How I Name Things in My Homelab (and Why It Matters)
Naming infrastructure is one of those decisions that feels trivial until you have fifteen things running and can’t remember which one is which. I spent some time early on thinking through a scheme I could live with, and I’ve been happy with it ever since. Here’s what I landed on and why.
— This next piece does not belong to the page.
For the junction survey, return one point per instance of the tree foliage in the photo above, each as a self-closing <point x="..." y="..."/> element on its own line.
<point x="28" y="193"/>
The Scheme: function-location-number
Every host in my homelab follows the same pattern: function-location-number. In practice:
pve-nash-1,pve-nash-2— Proxmox VE nodesstorage-nash— TrueNAS storage serverpbs-nash— Proxmox Backup Serverpxe-nash— network boot servergrafana-nash— monitoring
The function segment says what the machine does. The location says where it is. The number disambiguates when there are multiples of the same thing.
Why Location
The location segment is the one people push back on. “You only have one site, why bother?” Because I won’t always.
Even if I never expand beyond Nashville, location is still useful context. When I’m reading a log, glancing at a dashboard, or looking at a Prometheus target list, seeing pve-nash-1 tells me immediately what cluster that node belongs to without having to look it up. If I ever spin up a second site — a colocation rack, a cloud region, a friend’s basement — I don’t have to rename everything or bolt on a suffix that breaks the existing pattern. The scheme already has a slot for it.
Infrastructure naming is one of those things where the cost of adding structure up front is nearly zero, and the cost of retrofitting it later is annoying.
Why Consistency Pays Off
The practical benefits show up in small ways, constantly:
SSH and autocomplete. When every Proxmox node starts with pve-, typing ssh pve-<tab> gives me exactly the list I want. Same for any other function class. Inconsistent names mean inconsistent autocomplete.
Logs and monitoring. Hostnames end up in logs, Prometheus labels, Grafana dashboards, alert payloads. If your naming is consistent, you can write queries and alert rules that work across a class of hosts — job=~"pve-.*" — without special-casing anything. If your names are a mix of schemes accumulated over time, you’re either writing ugly regex or manually maintaining lists.
Mental load. The real cost of bad naming is that you have to remember things. A good scheme means the name itself is information. I can infer what pbs-nash does and where it is without checking any documentation, because the name follows the same pattern as everything else.
What I’d Tell Past Me
Pick a scheme before you name your first machine, not after. It doesn’t have to be this one — but it should be one you can apply consistently and extend without breaking. The specific format matters less than the commitment to using it everywhere.
A naming convention you enforce only sometimes is just noise.